J Biol Chem. 2007 May 4;282(18):13672-9. doi: 10.1074/jbc.M700534200. Epub 2007 Mar 14.
During mammalian embryogenesis, the early embryo grows in a relatively hypoxic environment due to a restricted supply of oxygen. The molecular mechanisms underlying modulation of self-renewal and differentiation of mouse embryonic stem cells (mESCs) under such hypoxic conditions remain to be established. Here, we show that hypoxia inhibits mESC self-renewal and induces early differentiation in vitro, even in the presence of leukemia inhibitory factor (LIF). These effects are mediated by down-regulation of the LIF-STAT3 signaling pathway. Under conditions of hypoxia, hypoxia-inducible factor-1alpha (HIF-1alpha) suppresses transcription of LIF-specific receptor (LIFR) by directly binding to the reverse hypoxia-responsive element located in the LIFR promoter. Ectopic expression and small interference RNA knockdown of HIF-1alpha verified the inhibitory effect on LIFR transcription. Our findings collectively suggest that hypoxia-induced in vitro differentiation of mESCs is triggered, at least in part, by the HIF-1alpha-mediated suppression of LIF-STAT3 signaling.
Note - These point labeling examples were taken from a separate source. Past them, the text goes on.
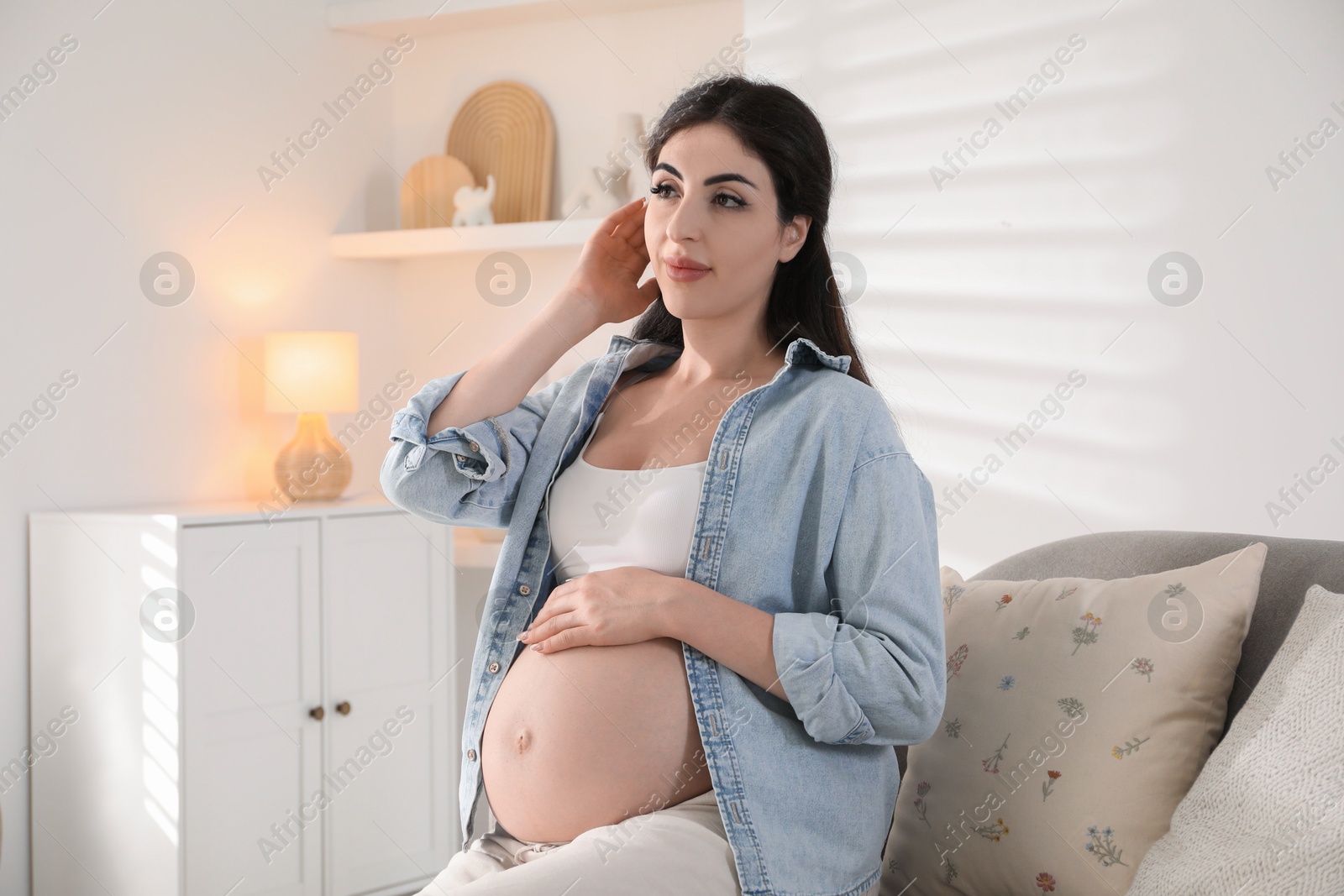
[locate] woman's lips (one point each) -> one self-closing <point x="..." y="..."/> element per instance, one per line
<point x="685" y="275"/>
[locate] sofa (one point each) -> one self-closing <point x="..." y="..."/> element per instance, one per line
<point x="1292" y="566"/>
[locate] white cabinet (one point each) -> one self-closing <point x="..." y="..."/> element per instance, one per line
<point x="259" y="705"/>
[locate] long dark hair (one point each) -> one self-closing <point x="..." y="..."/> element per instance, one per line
<point x="777" y="127"/>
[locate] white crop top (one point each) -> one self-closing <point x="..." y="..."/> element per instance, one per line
<point x="602" y="519"/>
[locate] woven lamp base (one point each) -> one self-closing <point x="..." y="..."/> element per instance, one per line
<point x="312" y="466"/>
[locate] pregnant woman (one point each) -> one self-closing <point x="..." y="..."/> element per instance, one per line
<point x="717" y="606"/>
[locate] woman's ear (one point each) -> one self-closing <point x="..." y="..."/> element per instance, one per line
<point x="795" y="235"/>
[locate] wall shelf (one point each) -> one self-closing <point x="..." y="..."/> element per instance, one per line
<point x="445" y="241"/>
<point x="417" y="18"/>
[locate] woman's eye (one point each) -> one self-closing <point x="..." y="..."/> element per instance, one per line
<point x="662" y="190"/>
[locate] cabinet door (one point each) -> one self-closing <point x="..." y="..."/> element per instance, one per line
<point x="252" y="674"/>
<point x="386" y="598"/>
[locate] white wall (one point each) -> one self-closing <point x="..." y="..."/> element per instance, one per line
<point x="1032" y="261"/>
<point x="979" y="302"/>
<point x="148" y="140"/>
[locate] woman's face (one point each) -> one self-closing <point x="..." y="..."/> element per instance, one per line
<point x="711" y="226"/>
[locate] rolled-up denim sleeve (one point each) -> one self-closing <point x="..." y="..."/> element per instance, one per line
<point x="873" y="669"/>
<point x="465" y="474"/>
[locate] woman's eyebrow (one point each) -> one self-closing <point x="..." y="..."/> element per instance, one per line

在哺乳动物胚胎发生过程中,由于氧气供应受限,早期胚胎在相对缺氧的环境中生长。在这种缺氧条件下,调节小鼠胚胎干细胞(mESC)自我更新和分化的分子机制仍有待确定。在这里,我们表明,缺氧抑制mESC自我更新并在体外诱导早期分化,即使在存在白血病抑制因子(LIF)的情况下也是如此。这些效应是由LIF-STAT3信号通路的下调介导的。在缺氧条件下,缺氧诱导因子-1α(HIF-1α)通过直接结合位于LIFR启动子中的反向缺氧反应元件来抑制LIF特异性受体(LIFR)的转录。HIF-1α的异位表达和小干扰RNA敲低证实了对LIFR转录的抑制作用。我们的研究结果共同表明,缺氧诱导的mESC体外分化至少部分是由HIF-1α介导的LIF-STAT3信号抑制触发的。